Major arterial road in Kolkata, India

Biswa Bangla Sarani is a 33 km long road in Kolkata Metropolitan Area, India. It starts from Netaji Subhas Chandra Bose International Airport and ends at Garia Kamalgazi. The road passes through Kaikhali, Haldiram (Teghoria), New Town, Salt Lake, Chingrighata, Dhapa, Science City, VIP Bazar, Ruby, Kalikapur, Mukundapur, Ajoy Nagar, Patuli, Briji and ends in Garia Kamalgazi. This road is known by different names in different parts of its way. This road connects the Garia area of South Kolkata with Kolkata Airport easily through Salt Lake and New Town. The length of the road is approximately 33 kilometers. The road is of 6 lanes in New Town part and the bypass is of 4 lanes.

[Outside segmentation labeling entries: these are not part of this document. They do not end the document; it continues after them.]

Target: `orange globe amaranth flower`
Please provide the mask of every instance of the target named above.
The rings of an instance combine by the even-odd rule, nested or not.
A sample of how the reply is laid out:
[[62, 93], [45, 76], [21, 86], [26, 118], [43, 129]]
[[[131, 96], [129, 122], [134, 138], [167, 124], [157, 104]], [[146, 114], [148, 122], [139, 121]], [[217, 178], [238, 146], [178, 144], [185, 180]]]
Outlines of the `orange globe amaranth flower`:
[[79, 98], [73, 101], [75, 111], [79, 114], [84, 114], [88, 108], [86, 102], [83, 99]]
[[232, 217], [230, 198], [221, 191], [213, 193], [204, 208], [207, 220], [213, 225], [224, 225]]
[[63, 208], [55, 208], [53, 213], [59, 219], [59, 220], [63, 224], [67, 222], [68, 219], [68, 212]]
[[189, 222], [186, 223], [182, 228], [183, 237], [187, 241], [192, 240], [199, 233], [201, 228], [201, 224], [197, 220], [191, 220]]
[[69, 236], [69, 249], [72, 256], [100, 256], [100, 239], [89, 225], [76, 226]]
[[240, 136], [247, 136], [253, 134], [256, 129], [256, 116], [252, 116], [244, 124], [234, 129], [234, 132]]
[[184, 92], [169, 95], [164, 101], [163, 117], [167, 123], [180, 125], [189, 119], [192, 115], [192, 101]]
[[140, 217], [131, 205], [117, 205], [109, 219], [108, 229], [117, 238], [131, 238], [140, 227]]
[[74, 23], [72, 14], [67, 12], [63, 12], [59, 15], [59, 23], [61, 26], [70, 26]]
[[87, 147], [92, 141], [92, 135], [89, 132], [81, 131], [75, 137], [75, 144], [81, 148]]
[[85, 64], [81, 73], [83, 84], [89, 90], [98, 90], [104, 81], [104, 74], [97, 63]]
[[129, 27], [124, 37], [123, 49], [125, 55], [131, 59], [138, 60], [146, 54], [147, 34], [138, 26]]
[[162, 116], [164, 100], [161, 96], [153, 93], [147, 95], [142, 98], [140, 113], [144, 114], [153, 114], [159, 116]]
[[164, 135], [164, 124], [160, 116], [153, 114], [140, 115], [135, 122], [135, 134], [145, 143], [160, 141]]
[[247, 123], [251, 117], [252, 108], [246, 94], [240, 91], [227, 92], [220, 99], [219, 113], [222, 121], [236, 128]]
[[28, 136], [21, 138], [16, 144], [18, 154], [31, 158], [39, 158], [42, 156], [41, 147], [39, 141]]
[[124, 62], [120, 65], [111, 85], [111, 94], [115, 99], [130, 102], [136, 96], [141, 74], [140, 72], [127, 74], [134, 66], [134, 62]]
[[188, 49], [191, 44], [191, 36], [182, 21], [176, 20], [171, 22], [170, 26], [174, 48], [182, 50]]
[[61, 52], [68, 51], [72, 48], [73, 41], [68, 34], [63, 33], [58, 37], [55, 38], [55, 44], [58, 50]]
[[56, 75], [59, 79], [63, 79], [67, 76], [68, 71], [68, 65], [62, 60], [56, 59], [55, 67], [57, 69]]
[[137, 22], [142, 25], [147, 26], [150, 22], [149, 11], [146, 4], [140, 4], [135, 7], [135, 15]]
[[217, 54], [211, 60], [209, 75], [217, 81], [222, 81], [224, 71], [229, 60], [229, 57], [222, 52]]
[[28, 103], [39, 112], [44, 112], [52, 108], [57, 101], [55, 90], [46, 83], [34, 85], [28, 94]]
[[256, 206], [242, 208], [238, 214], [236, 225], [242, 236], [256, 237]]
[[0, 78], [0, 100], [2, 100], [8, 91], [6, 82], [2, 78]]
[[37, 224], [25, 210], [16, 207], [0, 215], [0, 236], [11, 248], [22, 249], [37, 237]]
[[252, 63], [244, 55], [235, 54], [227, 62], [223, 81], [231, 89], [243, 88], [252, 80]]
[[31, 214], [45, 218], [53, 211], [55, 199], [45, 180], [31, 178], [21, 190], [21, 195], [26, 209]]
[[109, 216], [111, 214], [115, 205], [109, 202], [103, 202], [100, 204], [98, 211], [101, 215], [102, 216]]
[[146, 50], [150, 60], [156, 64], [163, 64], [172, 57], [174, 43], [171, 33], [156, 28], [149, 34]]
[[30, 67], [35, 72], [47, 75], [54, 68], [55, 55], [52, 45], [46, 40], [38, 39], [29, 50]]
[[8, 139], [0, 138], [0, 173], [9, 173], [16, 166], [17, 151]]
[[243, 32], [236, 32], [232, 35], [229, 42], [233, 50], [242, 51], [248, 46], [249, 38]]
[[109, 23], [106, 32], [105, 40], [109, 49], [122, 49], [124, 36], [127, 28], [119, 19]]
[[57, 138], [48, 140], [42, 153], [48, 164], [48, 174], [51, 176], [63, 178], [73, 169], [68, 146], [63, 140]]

Efforts are being made to upgrade the part of bypass into 8 lanes.

==The main junction==
Kolkata Airport-Haldirams-Chinar Park-City Centre 2-Shrachi More-Akankha More-Eco Park-Owl More-Westin Signal-Biswa Bangla Gate-New Town-Salt Lake Sector V-Chingrighata-Science City-Ruby-Mukundapur-Garia Dhalai Bridge-Garia Kamalgazi.